Inquilab is led by Sucheta Ghoshal. PhD student members of the lab include Lubna Razaq, Samuel So, Mckane Andrus, Joice Tang, Anoolia Gakhokidze, and Hanna Barakat.
This project critically investigates how computational systems—ranging from search engines to electronic ankle monitors—participate in the racialization of users by encoding and enacting assumptions about subjectivity. Centering the experiences of racially subjugated migrant populations, it explores how these groups encounter information technologies as extensions of the bureaucratic and carceral functions of the State. At the same time, the project analyzes the sociotechnical infrastructures through which State and industry actors co-produce the perceived omnipresence and authority of these systems. People: Lubna Razaq.
This project interrogates state and market investments in smart agriculture. In partnership with local movements in the U.S. Pacific Northwest, it examines how AI-based agricultural technologies often flatten culturally heterogeneous knowledge systems and farming expertise in the name of resource optimization. What drives these technosolutionist impulses—from cities or industries? And what possibilities exist for diasporic knowledge systems of food and farming to subvert or refuse such erasure? People: McKane Andrus and Hanna Barakat. Movement partner: The Silent Task Force. Funding: NSF S&CC: Smart & Connected Commun, AISL, 2310515.
Culture of techwork. In a recently completed project, we began with the provocation: How are labor relations and worker consciousness shifting within the tech industry in the wake of the 2022–23 economic rupture? We theorize this moment of disillusionment among the tech managerial class as the cruel optimism of tech work. People: Samuel So. Funding: NSF IIS-2327163. Media coverage: KUOW, Geekwire, The Daily.
Higher-ed organizing. This project examines how automation—often implemented by institutional interventions such as AI task forces—reshapes the workplace in higher education. We explore how certain skills are devalued, replaced, or reimagined, and what opportunities remain for organized higher-ed workers to push back. People: Joice Tang. Funding: Washington State Labor Research Grant, 2025-2026.
Data centers & cloud computing labor. Another project investigates data centers as sites where computational power is concentrated—a defining feature of the global tech landscape with well-documented ecological impacts. Our focus here is on labor entanglements: how labor sustains, resists, or redefines these infrastructures, and how these dynamics invite us to think more expansively about computing labor, opening up new possibilities for organized resistance. People: Anoolia Gakhokidze. Funding: Anoolia is supported in part by funding from the Social Sciences and Humanities Research Council. Check out a zine from this work: Chokepoints in the Cloud.

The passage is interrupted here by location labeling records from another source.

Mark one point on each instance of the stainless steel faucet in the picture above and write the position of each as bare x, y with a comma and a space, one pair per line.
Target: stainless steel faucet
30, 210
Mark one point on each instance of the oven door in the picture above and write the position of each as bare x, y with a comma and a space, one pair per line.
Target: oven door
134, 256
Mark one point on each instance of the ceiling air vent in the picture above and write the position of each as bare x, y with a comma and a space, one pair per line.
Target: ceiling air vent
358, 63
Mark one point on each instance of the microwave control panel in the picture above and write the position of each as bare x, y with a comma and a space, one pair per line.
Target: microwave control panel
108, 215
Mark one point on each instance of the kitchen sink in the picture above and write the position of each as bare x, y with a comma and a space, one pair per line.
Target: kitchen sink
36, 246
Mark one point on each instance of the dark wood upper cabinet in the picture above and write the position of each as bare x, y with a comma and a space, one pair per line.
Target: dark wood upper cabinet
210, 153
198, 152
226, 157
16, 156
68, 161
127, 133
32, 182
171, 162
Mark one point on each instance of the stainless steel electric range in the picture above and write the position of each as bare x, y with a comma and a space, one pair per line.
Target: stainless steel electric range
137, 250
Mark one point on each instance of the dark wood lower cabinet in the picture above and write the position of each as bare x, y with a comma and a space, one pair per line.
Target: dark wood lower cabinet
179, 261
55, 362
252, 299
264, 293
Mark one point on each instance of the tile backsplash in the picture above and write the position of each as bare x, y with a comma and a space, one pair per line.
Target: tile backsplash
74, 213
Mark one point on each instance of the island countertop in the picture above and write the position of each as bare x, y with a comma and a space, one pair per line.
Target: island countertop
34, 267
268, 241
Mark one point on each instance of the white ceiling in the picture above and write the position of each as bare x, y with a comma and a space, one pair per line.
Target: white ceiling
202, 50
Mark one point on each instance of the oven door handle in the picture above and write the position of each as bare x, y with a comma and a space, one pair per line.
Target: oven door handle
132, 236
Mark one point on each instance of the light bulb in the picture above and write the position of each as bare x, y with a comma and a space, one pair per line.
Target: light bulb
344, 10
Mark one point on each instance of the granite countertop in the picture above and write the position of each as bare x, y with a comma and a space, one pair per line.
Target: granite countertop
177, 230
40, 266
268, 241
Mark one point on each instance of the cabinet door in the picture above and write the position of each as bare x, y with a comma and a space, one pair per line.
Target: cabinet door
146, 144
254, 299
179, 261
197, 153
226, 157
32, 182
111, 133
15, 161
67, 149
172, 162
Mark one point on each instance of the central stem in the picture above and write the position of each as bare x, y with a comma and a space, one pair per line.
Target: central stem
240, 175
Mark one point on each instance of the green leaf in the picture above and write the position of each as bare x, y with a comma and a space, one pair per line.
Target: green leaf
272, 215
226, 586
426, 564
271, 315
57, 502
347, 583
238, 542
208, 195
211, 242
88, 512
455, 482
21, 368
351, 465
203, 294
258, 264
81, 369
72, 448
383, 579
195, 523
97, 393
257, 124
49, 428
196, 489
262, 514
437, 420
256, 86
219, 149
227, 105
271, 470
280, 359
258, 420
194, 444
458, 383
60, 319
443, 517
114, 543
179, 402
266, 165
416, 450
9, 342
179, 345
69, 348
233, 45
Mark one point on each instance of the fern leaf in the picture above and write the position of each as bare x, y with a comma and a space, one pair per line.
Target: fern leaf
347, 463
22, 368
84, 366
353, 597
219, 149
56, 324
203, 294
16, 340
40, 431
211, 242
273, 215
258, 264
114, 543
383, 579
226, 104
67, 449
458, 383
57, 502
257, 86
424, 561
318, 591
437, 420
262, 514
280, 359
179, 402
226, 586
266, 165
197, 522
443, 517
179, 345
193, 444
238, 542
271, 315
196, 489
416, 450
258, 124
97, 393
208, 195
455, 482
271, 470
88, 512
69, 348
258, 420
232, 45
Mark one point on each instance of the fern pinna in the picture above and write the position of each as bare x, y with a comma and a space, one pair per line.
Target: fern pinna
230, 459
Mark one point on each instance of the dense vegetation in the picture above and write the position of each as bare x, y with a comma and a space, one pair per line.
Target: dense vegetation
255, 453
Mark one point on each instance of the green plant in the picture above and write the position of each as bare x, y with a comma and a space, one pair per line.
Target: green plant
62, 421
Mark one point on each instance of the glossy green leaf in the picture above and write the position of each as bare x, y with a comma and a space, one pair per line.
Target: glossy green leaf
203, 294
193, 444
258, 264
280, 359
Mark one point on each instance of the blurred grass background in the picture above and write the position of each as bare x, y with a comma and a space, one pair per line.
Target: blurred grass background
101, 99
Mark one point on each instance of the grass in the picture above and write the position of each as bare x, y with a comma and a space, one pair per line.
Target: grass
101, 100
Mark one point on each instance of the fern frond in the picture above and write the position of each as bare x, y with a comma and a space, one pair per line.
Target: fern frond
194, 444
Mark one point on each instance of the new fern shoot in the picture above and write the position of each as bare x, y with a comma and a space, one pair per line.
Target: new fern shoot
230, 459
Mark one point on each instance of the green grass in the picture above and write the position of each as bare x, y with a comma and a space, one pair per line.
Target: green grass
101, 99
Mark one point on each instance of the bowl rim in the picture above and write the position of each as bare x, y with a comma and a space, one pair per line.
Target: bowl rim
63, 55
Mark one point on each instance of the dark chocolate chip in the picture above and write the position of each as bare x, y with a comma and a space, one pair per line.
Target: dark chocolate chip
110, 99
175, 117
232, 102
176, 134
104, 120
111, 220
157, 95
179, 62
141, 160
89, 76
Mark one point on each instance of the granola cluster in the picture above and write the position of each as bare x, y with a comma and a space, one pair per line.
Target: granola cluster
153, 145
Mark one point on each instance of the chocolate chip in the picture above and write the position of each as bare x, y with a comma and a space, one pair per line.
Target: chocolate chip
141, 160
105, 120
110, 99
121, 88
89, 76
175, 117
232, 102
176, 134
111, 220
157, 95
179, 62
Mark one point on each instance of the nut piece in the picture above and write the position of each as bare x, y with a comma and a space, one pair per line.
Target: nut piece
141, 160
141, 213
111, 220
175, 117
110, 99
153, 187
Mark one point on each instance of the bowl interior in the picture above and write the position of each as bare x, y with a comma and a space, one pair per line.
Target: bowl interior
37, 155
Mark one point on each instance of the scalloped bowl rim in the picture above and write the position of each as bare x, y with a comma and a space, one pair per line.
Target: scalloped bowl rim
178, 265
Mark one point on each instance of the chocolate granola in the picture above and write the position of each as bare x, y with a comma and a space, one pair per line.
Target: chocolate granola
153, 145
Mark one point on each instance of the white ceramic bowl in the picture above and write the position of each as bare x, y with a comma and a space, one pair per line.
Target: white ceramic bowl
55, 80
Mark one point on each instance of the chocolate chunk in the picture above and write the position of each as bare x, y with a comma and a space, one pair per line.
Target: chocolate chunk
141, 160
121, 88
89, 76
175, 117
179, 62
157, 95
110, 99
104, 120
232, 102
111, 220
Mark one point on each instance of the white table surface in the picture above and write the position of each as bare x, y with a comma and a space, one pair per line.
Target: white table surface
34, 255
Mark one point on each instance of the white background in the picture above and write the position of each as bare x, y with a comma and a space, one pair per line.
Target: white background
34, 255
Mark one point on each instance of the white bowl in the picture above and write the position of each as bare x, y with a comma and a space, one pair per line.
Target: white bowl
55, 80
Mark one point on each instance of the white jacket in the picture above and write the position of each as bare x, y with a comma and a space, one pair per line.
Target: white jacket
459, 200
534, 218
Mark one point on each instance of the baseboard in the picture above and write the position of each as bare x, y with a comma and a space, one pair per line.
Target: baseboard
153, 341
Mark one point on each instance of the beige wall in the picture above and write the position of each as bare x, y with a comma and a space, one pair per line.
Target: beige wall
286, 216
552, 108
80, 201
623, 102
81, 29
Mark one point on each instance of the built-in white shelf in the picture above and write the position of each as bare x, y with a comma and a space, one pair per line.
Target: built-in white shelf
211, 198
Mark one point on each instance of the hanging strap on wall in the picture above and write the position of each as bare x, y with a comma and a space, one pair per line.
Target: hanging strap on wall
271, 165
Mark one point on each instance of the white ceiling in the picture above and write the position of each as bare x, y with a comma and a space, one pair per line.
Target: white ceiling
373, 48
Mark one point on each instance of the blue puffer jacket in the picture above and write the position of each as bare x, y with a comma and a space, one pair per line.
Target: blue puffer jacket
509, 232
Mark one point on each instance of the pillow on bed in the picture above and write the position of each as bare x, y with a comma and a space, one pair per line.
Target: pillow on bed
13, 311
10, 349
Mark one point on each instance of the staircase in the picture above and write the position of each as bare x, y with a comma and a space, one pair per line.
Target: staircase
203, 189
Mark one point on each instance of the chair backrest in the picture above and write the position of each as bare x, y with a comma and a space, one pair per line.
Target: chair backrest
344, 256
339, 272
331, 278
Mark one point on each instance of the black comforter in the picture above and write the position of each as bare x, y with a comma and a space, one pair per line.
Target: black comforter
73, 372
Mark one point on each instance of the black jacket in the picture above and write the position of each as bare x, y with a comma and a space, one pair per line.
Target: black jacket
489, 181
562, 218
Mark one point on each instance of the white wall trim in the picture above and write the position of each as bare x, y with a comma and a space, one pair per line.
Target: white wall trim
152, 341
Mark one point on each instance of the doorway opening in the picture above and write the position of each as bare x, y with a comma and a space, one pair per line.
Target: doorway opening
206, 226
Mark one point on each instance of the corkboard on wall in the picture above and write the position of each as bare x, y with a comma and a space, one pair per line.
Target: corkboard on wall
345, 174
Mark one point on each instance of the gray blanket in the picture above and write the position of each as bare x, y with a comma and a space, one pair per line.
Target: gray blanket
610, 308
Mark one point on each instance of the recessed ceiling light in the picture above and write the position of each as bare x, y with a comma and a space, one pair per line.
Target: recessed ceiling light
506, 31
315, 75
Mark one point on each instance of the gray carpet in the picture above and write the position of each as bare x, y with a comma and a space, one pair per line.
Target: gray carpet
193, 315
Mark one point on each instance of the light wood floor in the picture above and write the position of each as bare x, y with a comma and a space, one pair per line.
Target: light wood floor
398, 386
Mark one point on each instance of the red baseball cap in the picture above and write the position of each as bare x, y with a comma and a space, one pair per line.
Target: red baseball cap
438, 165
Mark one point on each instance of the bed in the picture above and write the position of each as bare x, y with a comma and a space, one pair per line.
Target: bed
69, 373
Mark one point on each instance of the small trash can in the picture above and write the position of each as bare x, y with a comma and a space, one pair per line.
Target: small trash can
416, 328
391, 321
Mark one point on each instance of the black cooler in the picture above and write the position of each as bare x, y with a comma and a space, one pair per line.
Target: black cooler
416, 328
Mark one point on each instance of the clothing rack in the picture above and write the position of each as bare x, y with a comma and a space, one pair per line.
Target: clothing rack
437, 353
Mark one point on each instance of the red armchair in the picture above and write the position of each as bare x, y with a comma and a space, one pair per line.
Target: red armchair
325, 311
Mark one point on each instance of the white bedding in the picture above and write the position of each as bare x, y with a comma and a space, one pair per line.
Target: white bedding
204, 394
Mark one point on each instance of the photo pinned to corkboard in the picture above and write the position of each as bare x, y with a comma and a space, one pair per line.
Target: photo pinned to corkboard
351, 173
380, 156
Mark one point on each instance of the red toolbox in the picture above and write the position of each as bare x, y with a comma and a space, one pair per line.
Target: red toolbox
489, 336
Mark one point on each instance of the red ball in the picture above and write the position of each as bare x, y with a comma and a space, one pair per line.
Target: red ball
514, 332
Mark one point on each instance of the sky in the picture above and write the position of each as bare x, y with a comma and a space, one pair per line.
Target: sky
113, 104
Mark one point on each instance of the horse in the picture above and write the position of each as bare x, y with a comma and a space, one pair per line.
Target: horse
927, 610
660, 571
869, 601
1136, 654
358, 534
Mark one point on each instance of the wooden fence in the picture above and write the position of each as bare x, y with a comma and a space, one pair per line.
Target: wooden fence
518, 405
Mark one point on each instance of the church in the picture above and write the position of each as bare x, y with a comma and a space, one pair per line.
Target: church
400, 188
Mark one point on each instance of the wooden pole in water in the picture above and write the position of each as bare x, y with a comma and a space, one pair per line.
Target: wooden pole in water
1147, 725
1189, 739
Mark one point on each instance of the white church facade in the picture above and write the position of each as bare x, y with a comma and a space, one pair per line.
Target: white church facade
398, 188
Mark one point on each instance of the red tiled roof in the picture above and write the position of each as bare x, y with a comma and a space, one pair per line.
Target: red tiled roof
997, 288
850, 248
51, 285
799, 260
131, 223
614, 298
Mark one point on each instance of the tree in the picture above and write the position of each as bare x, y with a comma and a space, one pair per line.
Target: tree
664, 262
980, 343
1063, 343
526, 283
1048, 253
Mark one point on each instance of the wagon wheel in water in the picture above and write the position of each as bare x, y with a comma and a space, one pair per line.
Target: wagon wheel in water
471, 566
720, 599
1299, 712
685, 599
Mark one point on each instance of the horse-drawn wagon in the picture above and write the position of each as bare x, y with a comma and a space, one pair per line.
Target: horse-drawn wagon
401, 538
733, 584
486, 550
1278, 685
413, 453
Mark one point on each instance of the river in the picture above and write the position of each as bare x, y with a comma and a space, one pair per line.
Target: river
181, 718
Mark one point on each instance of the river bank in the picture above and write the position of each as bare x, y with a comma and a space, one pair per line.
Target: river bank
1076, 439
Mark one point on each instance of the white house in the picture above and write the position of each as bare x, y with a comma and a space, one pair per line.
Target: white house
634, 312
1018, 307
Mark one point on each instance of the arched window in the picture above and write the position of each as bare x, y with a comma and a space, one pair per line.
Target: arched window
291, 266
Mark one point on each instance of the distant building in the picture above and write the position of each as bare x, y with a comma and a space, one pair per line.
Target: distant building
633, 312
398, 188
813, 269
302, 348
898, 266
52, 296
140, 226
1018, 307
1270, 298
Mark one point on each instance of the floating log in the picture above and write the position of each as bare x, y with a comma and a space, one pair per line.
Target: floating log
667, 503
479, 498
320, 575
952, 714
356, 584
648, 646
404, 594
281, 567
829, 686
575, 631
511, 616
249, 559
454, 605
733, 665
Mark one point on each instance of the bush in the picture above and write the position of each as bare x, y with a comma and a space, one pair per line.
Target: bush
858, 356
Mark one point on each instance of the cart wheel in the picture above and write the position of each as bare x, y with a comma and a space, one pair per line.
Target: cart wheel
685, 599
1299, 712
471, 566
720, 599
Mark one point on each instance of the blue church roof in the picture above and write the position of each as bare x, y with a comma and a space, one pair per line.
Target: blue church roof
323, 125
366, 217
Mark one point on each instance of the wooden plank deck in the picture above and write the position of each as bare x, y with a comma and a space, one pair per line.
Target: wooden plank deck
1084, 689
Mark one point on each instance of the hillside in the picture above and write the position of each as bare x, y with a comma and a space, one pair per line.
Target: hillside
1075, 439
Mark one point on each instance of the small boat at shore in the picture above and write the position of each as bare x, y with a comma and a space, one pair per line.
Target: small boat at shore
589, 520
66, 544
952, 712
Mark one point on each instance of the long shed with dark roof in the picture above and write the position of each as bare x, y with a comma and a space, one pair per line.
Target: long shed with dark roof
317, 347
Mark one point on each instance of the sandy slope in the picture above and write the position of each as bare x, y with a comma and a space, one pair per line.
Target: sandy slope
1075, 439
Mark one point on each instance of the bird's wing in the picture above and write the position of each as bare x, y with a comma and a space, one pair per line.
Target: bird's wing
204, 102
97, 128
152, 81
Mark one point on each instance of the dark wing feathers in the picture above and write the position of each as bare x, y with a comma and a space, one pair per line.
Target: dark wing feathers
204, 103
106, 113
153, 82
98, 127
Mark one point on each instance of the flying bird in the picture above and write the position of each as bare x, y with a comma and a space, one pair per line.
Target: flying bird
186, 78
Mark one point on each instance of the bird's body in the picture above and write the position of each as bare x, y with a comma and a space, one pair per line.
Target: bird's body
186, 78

As an ongoing methodological exploration, this project aims to establish relational intimacy and allyship as a core method for responsible engineering and computing research. With this work, we contribute: a comprehensive understanding of how community-engaged researchers relate to their participants as they navigate competing commitments and responsibilities, a theory of community-centered methods for design and development that build upon the rhizomatic understanding of Relation, while simultaneously negotiating institutional support within the University of Washington toward community-engaged computing research across the university. People: Joice Tang. Funding: NSF S&CC, AISL 2310515, the Paul G. Allen School of Computer Science & Engineering Endowed Fund for Excellence, and a gift from Google.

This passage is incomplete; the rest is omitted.